<コンフェデレーションズ杯:日本0-3ブラジル>◇1次リーグA組◇15日◇ブラジリア
なすすべなく敗れ去ったチームを、ぼうぜんと見守るしかなかった。「先制されてチームが恐れをなしたのか、そうでないのか。日本らしさが影を潜めてしまった。50%しか能力を出していない」。アルベルト・ザッケローニ監督(60)の言葉は、弱々しく響いた。
不動の1トップFW前田を外し、普段はサイドでプレーするFW岡崎を起用。「相手のセンターバックが高さに強いので、高さでは勝てない。裏を突ける岡崎を1トップに入れた。相手の特徴を考え最適と思った」と話したが、かみ合わず。後半6分には前田を投入して通常の布陣に戻すなど、ちぐはぐさが目立った。
「プラン通りにいかなかった。
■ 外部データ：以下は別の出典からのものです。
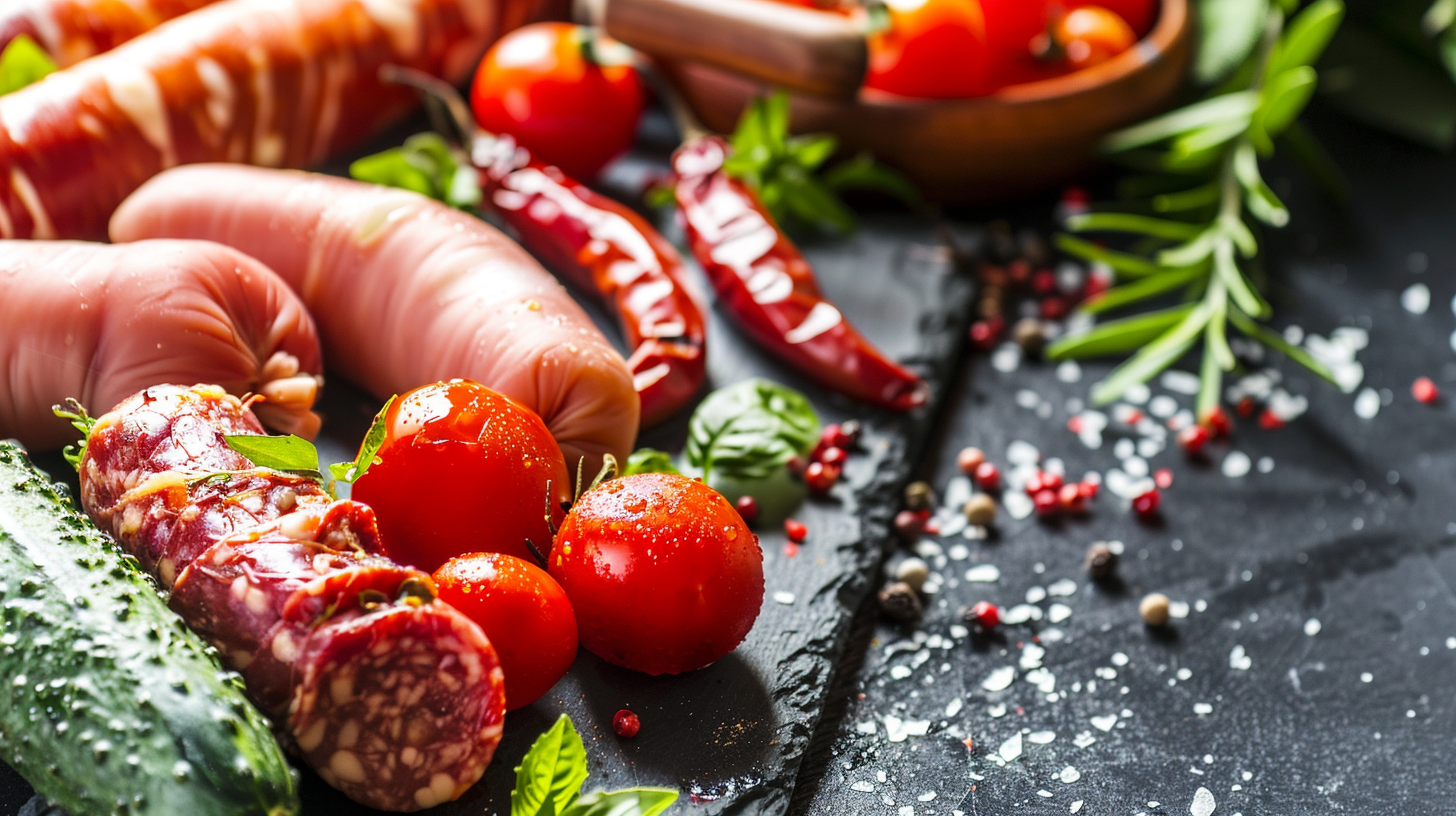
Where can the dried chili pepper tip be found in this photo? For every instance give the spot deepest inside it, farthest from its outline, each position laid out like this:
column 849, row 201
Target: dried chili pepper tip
column 626, row 724
column 968, row 459
column 795, row 531
column 909, row 526
column 1101, row 560
column 1424, row 391
column 987, row 475
column 1146, row 504
column 984, row 615
column 747, row 507
column 1193, row 439
column 1155, row 609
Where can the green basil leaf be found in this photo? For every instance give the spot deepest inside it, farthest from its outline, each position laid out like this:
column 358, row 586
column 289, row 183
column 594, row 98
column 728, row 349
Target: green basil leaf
column 551, row 774
column 650, row 461
column 1200, row 114
column 1117, row 337
column 631, row 802
column 1228, row 32
column 750, row 430
column 289, row 453
column 1306, row 37
column 24, row 63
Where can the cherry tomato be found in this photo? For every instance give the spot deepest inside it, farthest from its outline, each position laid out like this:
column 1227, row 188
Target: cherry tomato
column 523, row 612
column 1139, row 15
column 1092, row 35
column 664, row 574
column 931, row 48
column 463, row 469
column 570, row 99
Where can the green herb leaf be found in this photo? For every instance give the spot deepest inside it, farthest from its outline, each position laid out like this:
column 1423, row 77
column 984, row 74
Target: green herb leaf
column 750, row 430
column 631, row 802
column 650, row 461
column 289, row 453
column 549, row 777
column 1228, row 32
column 24, row 63
column 369, row 449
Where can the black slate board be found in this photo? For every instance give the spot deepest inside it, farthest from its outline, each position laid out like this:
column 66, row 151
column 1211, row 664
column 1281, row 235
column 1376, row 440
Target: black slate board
column 731, row 736
column 1354, row 528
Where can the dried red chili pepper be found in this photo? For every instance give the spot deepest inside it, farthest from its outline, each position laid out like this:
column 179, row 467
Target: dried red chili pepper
column 768, row 286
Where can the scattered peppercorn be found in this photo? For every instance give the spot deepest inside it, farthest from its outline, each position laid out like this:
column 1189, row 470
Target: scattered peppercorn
column 1424, row 391
column 1030, row 335
column 1101, row 560
column 968, row 459
column 909, row 526
column 1155, row 609
column 747, row 509
column 984, row 615
column 626, row 724
column 987, row 477
column 980, row 510
column 795, row 531
column 899, row 602
column 919, row 496
column 913, row 571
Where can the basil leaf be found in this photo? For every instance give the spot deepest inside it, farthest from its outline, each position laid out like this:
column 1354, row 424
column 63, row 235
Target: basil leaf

この結果の理由の1つは開始直後に先制されたこと。もう1つはカタールからの長距離移動と過密日程」。敗因を分析したが、移動や日程は当初から想定されていたことだ。
「我々はアウェーの厳しい戦いでパーソナリティーを出せないと。平常心でプレーできないといけない。もっとできるチームなので残念だ」。敵地での戦い方という永続的な課題も口にしたが、現実的に横たわったのは世界との差だった。